Thanks to the concepts of ‘minimal viable product’ and ‘pivot’, there is a current popular idea that one should quickly launch an app with bare-bones functionality, see if it sticks, ‘pivot’ (or change the fundamental functions of a product), then essentially relaunch it.
This approach is far more designed to maximise a start-up’s bets before they run out of money than it is about designing a product for real human use and therein lies the difference. Sharon calls this a ‘Bob the Builder mentality’ and he insists that it’s not the way to build a successful app.

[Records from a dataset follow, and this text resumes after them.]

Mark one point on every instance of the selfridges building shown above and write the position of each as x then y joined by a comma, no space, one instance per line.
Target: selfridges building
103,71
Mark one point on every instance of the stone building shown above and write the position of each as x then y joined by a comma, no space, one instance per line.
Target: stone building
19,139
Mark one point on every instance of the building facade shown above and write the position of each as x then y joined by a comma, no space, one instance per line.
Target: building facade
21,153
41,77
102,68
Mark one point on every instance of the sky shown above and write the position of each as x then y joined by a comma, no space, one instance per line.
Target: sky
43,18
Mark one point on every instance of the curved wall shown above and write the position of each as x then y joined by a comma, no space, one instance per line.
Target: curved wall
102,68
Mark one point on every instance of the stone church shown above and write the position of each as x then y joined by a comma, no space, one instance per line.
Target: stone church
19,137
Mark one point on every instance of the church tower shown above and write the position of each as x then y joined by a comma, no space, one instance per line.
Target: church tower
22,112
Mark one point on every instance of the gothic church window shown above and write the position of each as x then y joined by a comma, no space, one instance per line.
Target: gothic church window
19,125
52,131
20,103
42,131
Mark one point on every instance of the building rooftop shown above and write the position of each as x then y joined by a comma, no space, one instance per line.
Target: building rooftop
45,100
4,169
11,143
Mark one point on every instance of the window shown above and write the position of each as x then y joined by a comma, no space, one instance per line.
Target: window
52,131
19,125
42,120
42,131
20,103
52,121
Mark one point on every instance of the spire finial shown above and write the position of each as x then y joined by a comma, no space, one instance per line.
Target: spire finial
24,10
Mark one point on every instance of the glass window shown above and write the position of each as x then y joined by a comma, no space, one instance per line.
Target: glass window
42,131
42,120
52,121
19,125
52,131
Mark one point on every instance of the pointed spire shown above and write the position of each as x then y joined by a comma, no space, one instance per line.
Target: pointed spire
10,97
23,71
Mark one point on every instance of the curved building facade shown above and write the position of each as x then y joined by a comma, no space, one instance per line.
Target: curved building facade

Just because something can be coded again and again doesn’t mean it shouldn’t have been designed based upon real human needs and user insights in the first place. Your progress in coding and pivoting will feel good, but unless you’ve built something for real human use you’re dead in the water no matter how often you pivot. While this is fairly standard stuff the real core of Sharon’s advice is about how you answer these questions: don’t ask your friends or family, understand what problem you’re really solving, and most importantly learn to watch people actually solve the problem, rather than asking them to tell you how they do it.
When you poll potential users ask about repeated behaviours and preferably as short-answer feedback because fundamentally, a well-designed business is like a well-designed app, or any other well-designed product. It’s shaped around human need. And the more viscerally you can understand that need, the more relevant and potentially successful your product will be.